Asparagus Tomato And Green Pea Saute
|Sun dried tomatoes||6 (Not Packed In Oil)|
|Sun-dried tomatoes||6 (Not Packed In Oil)|
|Boiling water||1⁄2 Cup (8 tbs)|
|Olive oil||1 1⁄2 Tablespoon|
|Garlic||2 Clove (10 gm), minced or pressed|
|Fresh asparagus spears||3⁄4 Pound, trimmed and cut into 2-inch pieces|
|Dry white wine||1⁄4 Cup (4 tbs)|
|Tomato||1 Large, diced to make about 1 cup|
|Finely chopped fresh tarragon/1 1/2 teaspoons dried||1 Tablespoon|
|Tiny green peas||1⁄2 Cup (8 tbs) (Use Fresh Or Frozen)|
|Ground black pepper||To Taste|
|Unripened chevre cheese||2 Tablespoon, crumbled (Not Aged)|
|Chevre cheese||1 1⁄2 Ounce, crumbled (Use Mild Variety, Not Aged)|
In a small heatproof bowl, cover the sun-dried tomatoes with the boiling water; set aside.
Prepare all of the ingredients and have them within easy reach before you begin to stir-fry.
Heat the oil in a large skillet or a wok on high heat.
Swirl the garlic in the oil for just a moment and then add the asparagus.
Stir-fry for half a minute.
Add the wine, cover, and let steam for a couple of minutes.
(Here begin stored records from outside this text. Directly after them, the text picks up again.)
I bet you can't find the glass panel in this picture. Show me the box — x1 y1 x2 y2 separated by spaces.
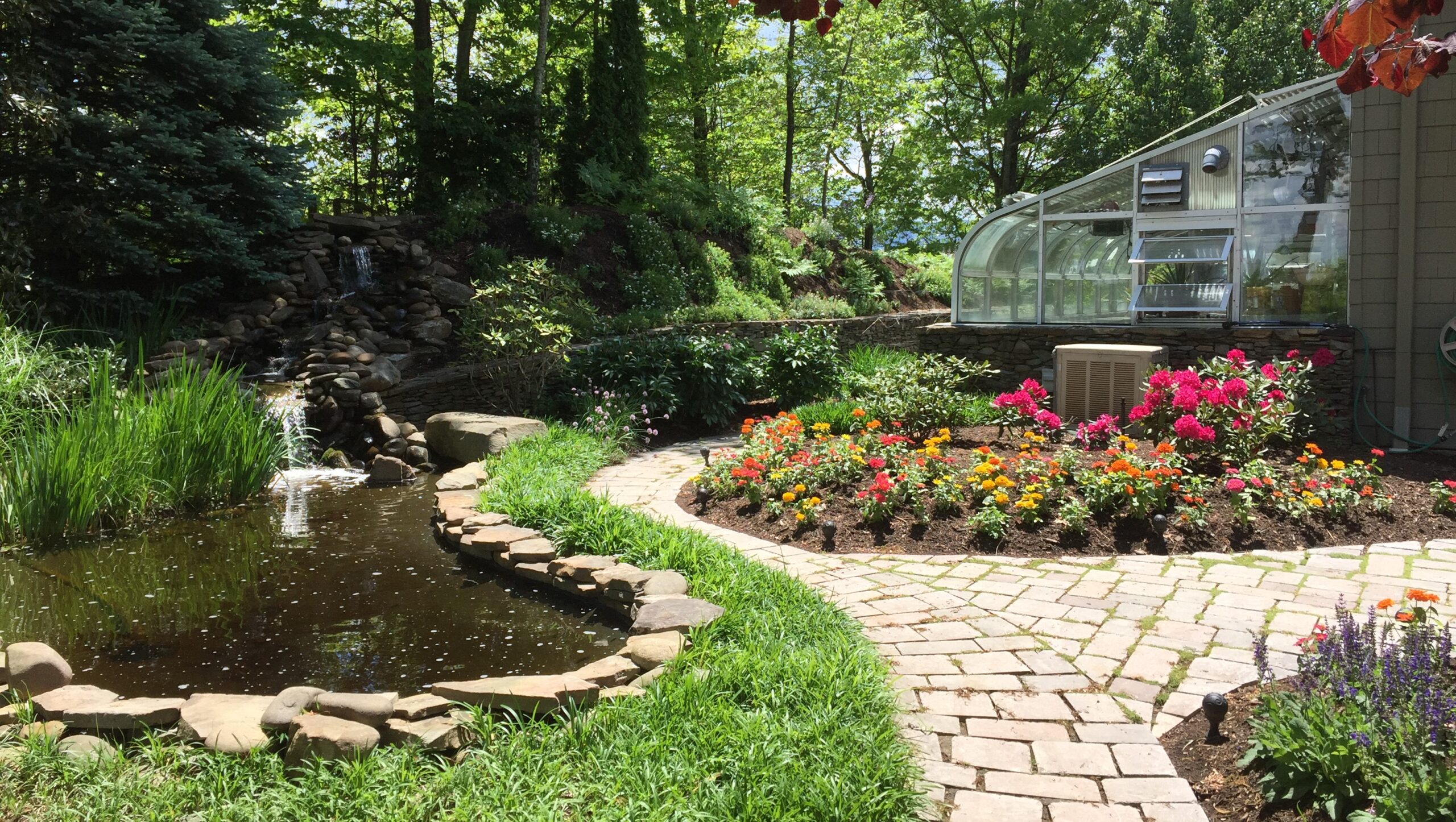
1133 234 1232 263
1239 211 1350 323
1047 167 1133 214
1043 219 1133 325
1243 90 1350 205
957 205 1040 323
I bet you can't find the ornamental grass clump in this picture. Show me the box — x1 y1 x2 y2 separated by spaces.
1242 589 1456 822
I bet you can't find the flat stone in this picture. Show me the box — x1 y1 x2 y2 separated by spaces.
202 721 272 757
632 599 723 634
259 685 323 730
313 691 399 728
177 694 274 748
393 694 452 721
505 538 556 563
5 642 71 697
380 711 475 751
57 733 117 761
429 675 600 713
31 685 121 719
571 654 638 688
61 697 187 730
460 525 541 559
622 632 687 671
425 412 546 463
551 554 617 583
284 713 380 765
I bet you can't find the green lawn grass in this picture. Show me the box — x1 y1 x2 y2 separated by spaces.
0 426 921 822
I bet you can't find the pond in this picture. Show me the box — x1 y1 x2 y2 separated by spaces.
0 471 626 697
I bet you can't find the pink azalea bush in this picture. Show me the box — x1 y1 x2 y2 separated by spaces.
1127 348 1335 460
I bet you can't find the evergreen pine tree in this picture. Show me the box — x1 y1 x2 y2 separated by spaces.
0 0 301 307
555 67 591 202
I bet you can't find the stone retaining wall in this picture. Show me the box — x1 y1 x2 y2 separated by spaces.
916 323 1354 418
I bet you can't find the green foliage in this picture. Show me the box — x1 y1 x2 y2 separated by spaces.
564 335 757 425
760 326 843 408
789 292 855 320
792 400 863 435
458 259 597 361
0 0 301 315
0 356 287 543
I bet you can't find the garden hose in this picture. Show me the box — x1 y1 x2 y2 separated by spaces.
1350 318 1456 454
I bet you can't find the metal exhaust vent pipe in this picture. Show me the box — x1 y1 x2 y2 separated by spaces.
1203 146 1229 175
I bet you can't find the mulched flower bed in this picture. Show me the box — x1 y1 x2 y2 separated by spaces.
1162 684 1329 822
677 426 1456 557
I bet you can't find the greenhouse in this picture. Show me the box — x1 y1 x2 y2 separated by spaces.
952 77 1351 325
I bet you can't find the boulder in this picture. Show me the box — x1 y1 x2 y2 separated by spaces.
202 721 272 757
31 685 121 719
425 412 546 463
313 691 399 728
614 632 687 669
551 554 617 583
364 454 415 486
57 733 117 761
632 599 723 634
510 531 556 564
61 697 187 730
177 694 274 748
380 711 475 751
5 642 71 697
393 694 450 721
258 685 323 730
429 674 600 713
284 713 379 765
571 654 642 688
429 276 475 309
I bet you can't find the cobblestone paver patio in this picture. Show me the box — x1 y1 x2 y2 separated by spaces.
590 438 1456 822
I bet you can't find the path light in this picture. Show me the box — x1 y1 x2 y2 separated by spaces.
1203 691 1229 745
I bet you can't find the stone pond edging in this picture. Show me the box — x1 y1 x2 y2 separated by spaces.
0 463 723 765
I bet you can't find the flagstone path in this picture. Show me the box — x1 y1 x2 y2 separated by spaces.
588 438 1456 822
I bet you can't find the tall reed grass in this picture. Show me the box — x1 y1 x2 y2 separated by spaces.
0 356 287 543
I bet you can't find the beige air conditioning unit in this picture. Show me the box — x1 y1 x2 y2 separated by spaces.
1053 343 1168 424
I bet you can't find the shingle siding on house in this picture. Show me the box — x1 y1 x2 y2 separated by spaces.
1350 10 1456 447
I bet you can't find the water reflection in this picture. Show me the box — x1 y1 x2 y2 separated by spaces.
0 471 624 695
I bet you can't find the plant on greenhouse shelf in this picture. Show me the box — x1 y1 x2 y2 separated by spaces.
1427 480 1456 517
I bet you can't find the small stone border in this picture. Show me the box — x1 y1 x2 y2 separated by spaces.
0 463 723 765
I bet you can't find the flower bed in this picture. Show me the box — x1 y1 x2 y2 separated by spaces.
683 343 1456 554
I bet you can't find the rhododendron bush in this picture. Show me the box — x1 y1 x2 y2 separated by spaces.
1127 349 1335 461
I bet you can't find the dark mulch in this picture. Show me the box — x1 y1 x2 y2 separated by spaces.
677 426 1456 557
1162 684 1329 822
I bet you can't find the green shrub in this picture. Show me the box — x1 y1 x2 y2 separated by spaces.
759 326 843 408
458 259 600 359
0 356 287 541
904 252 951 305
564 335 757 426
793 400 862 434
840 258 890 315
789 292 855 320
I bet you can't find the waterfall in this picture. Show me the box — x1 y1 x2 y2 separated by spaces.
339 244 374 294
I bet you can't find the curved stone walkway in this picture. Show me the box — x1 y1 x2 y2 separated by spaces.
588 438 1456 822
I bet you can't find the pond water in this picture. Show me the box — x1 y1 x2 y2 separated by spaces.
0 471 626 697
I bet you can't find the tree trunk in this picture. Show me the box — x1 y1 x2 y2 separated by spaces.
526 0 551 205
783 20 798 223
456 0 481 93
409 0 440 208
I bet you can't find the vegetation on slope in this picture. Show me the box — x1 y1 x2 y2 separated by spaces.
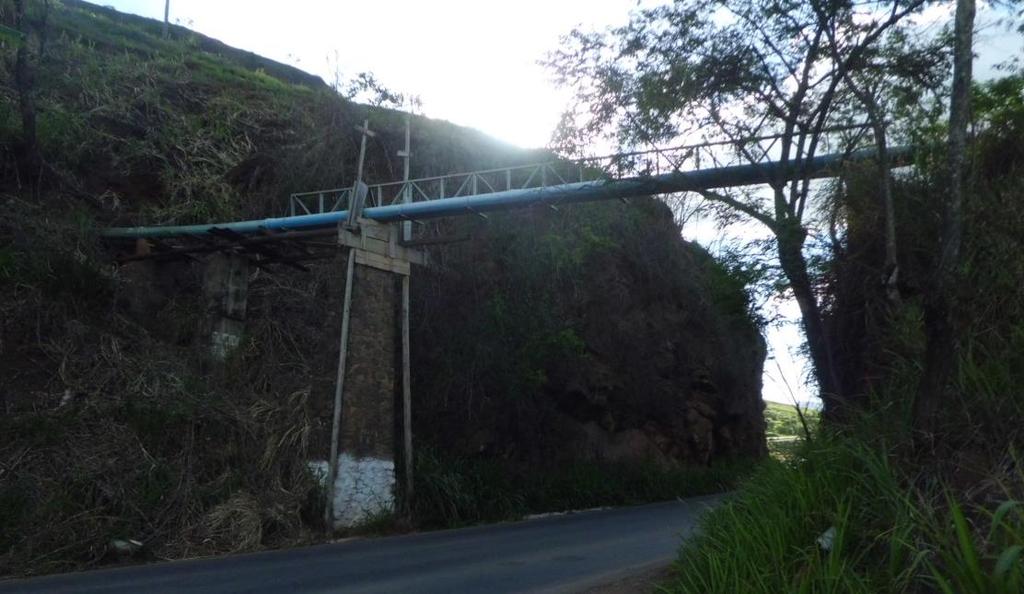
666 76 1024 594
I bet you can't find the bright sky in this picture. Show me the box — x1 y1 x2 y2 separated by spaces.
98 0 1021 402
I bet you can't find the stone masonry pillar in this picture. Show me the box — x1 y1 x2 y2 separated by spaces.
326 219 426 527
333 264 398 526
203 252 249 360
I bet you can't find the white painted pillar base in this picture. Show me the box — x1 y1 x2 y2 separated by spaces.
309 453 395 528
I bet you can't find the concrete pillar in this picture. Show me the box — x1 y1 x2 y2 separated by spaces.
203 252 249 360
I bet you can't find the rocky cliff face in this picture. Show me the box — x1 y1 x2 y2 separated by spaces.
414 202 765 464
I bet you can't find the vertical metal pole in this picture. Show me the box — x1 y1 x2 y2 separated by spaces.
398 113 413 242
345 119 376 229
324 249 355 529
401 274 413 512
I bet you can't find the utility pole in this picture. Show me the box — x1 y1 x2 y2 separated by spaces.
345 119 377 229
164 0 171 39
398 112 413 242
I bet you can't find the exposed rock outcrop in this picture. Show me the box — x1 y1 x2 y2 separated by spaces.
414 202 765 464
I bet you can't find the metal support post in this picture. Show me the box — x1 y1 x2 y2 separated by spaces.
401 274 413 512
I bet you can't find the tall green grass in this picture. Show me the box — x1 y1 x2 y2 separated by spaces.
413 450 753 527
663 436 1024 594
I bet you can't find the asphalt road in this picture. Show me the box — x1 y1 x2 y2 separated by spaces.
0 496 718 594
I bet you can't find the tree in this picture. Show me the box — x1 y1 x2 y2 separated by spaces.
548 0 926 418
913 0 975 435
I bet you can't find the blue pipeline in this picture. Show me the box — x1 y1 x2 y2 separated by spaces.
101 147 910 239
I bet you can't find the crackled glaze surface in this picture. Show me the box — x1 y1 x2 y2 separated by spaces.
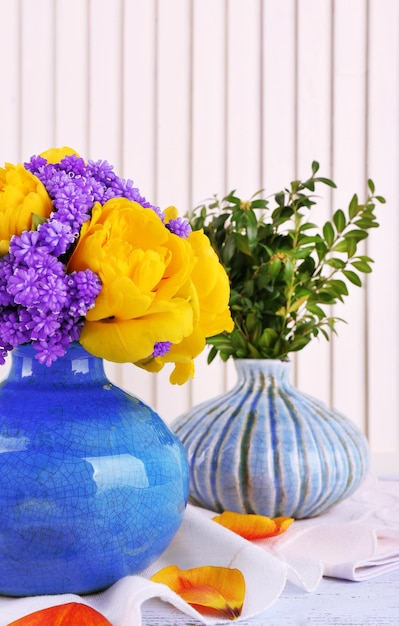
172 359 369 518
0 345 188 595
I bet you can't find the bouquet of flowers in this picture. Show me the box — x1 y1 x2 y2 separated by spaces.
0 148 233 384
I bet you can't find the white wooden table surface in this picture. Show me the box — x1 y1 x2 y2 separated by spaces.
142 569 399 626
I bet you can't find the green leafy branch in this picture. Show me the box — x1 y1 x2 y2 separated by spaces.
189 161 385 362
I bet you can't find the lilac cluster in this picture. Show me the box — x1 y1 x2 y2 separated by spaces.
0 155 194 366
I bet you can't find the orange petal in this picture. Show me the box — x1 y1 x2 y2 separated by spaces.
212 511 294 541
151 565 245 620
8 602 112 626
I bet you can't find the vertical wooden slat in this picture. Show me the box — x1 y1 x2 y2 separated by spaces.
332 0 367 426
54 0 90 153
122 0 157 408
295 0 332 404
262 0 296 190
19 0 55 159
190 0 227 404
367 0 399 458
0 0 22 165
155 0 191 420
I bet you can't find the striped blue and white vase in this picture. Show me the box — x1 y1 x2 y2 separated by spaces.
172 359 369 519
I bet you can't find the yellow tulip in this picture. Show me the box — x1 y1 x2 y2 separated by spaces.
68 198 196 363
0 163 52 255
40 146 79 163
151 565 245 620
212 511 294 541
136 231 234 385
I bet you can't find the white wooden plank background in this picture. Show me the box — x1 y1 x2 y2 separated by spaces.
0 0 399 471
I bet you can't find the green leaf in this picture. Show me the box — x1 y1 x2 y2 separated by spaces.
333 209 346 233
323 222 334 247
325 257 346 270
351 261 372 274
348 194 359 220
312 161 320 175
342 270 362 287
315 176 337 188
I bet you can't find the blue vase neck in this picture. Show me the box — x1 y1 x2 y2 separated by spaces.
234 359 291 384
7 342 108 384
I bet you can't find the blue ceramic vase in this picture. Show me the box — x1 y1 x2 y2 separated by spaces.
0 344 189 596
172 359 369 519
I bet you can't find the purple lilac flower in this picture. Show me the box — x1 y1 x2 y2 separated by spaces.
151 341 172 357
0 154 190 365
166 217 191 239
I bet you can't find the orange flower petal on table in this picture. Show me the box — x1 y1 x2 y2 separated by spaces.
8 602 112 626
212 511 294 541
151 565 245 620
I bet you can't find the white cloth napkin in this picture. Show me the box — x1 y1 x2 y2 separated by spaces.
0 476 399 626
266 475 399 590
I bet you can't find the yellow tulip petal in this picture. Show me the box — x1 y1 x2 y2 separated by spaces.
79 300 192 363
8 602 112 626
151 565 245 620
212 511 294 541
40 146 79 163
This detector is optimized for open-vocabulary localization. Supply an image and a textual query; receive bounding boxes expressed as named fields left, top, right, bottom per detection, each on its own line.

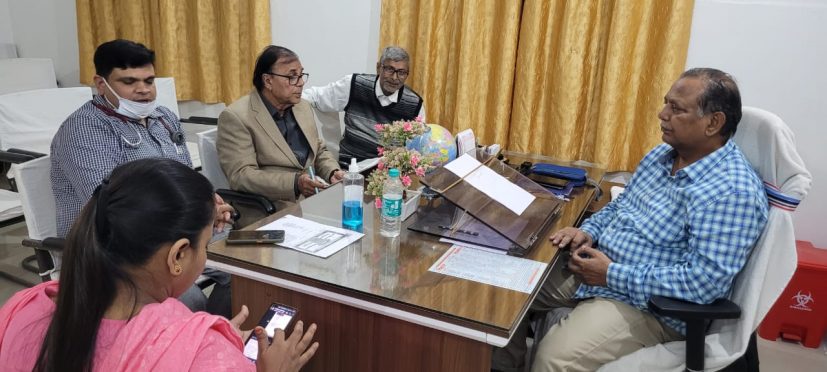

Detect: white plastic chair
left=600, top=107, right=812, bottom=371
left=0, top=58, right=57, bottom=94
left=198, top=128, right=276, bottom=227
left=313, top=107, right=345, bottom=160
left=0, top=189, right=23, bottom=225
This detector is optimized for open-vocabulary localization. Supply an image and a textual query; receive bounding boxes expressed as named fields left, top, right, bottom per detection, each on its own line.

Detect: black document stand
left=408, top=150, right=564, bottom=256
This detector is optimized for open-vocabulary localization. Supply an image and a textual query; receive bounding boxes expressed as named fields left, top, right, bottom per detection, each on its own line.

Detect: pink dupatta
left=0, top=281, right=255, bottom=371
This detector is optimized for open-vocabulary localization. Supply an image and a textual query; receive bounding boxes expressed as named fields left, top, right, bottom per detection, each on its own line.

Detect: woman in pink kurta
left=0, top=159, right=318, bottom=371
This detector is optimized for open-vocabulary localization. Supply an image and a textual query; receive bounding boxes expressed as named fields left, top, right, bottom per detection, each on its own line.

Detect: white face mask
left=103, top=79, right=158, bottom=120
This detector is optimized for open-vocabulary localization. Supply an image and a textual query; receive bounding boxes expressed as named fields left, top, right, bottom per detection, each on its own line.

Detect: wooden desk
left=208, top=156, right=602, bottom=371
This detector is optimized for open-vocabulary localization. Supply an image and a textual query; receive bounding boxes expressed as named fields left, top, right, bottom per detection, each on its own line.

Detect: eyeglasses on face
left=265, top=72, right=310, bottom=85
left=382, top=65, right=408, bottom=79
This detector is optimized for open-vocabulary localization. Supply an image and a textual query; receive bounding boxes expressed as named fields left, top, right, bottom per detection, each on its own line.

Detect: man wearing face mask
left=51, top=40, right=192, bottom=237
left=302, top=46, right=425, bottom=166
left=51, top=39, right=232, bottom=316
Uncover and add the tomatoes and tarragon.
Cook on high heat for 2 to 3 minutes to reduce the liquid.
Drain and chop the sun-dried tomatoes, and then add them along with the peas.
Stir-fry until the asparagus is crisp but tender and the liquid is reduced to a sauce.
Add black pepper to taste.
Serve immediately, topped with crumbled chevre.